One of the greatest American General's of all time and a personal hero of mine, Robert E. Lee once said "The truth is this: The march of Providence is so slow and our desires so impatient; the work of progress so immense and our means of aiding it so feeble; the life of humanity is so long, that of the individual so brief, that we often see only the ebb of the advancing wave and are thus discouraged. It is history that teaches us to hope."

The last few words I find the most pertinent. How does history teach us to hope? What does history teach us to hope for? A world where everyone is equal? If we look back on history has that ever been achieved? Slavery has existed in nearly every civilization, so how can we ever believe it will end?

The quote still speaks volumes. History is a tool. It is more than just dates and dead guys. History continues to evolve everyday. Other fields of study do not move as rapidly forward.
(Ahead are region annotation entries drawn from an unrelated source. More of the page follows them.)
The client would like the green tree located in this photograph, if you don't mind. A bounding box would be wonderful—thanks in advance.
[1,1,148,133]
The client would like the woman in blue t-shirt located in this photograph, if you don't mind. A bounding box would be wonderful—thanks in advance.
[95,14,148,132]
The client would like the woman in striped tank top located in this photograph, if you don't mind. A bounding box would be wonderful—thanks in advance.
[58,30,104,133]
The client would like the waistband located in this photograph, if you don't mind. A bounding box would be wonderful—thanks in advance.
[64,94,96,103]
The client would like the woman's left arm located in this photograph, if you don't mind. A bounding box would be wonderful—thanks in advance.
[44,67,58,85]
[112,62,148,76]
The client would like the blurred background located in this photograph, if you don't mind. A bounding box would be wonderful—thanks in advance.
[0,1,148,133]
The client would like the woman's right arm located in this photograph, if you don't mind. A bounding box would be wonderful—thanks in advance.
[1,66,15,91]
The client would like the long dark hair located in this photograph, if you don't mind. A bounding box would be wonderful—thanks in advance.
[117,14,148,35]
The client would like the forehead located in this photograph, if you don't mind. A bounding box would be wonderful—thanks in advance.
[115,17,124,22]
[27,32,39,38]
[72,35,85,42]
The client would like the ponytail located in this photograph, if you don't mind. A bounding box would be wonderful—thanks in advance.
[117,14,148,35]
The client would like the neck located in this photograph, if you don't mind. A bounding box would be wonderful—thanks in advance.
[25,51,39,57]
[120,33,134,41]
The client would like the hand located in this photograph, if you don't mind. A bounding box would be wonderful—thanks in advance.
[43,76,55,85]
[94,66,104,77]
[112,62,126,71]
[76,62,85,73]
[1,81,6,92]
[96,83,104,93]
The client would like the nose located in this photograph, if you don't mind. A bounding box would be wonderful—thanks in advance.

It takes years for math to become developed and new theorems discovered. Scientific experiences take more time than a single act of violence which can ring out across the world like the terrorist attacks in Mumbai, India. Language evolves slowly and continues in its current state for centuries.

This continuous flow of history gives each new generation a chance to expand the story of human civilization. This is the hope that Lee talks about. The hope that by every new individual they will learn from the past to make way for the future.

Friday, December 12, 2008


So it's exam week here at the Hill and I am writing this blog instead of studying for my History of Western Art final. I just have four more exams until I can go home and enjoy real food and hang out with my nephews: Daniel Caleb and Jackson Harold.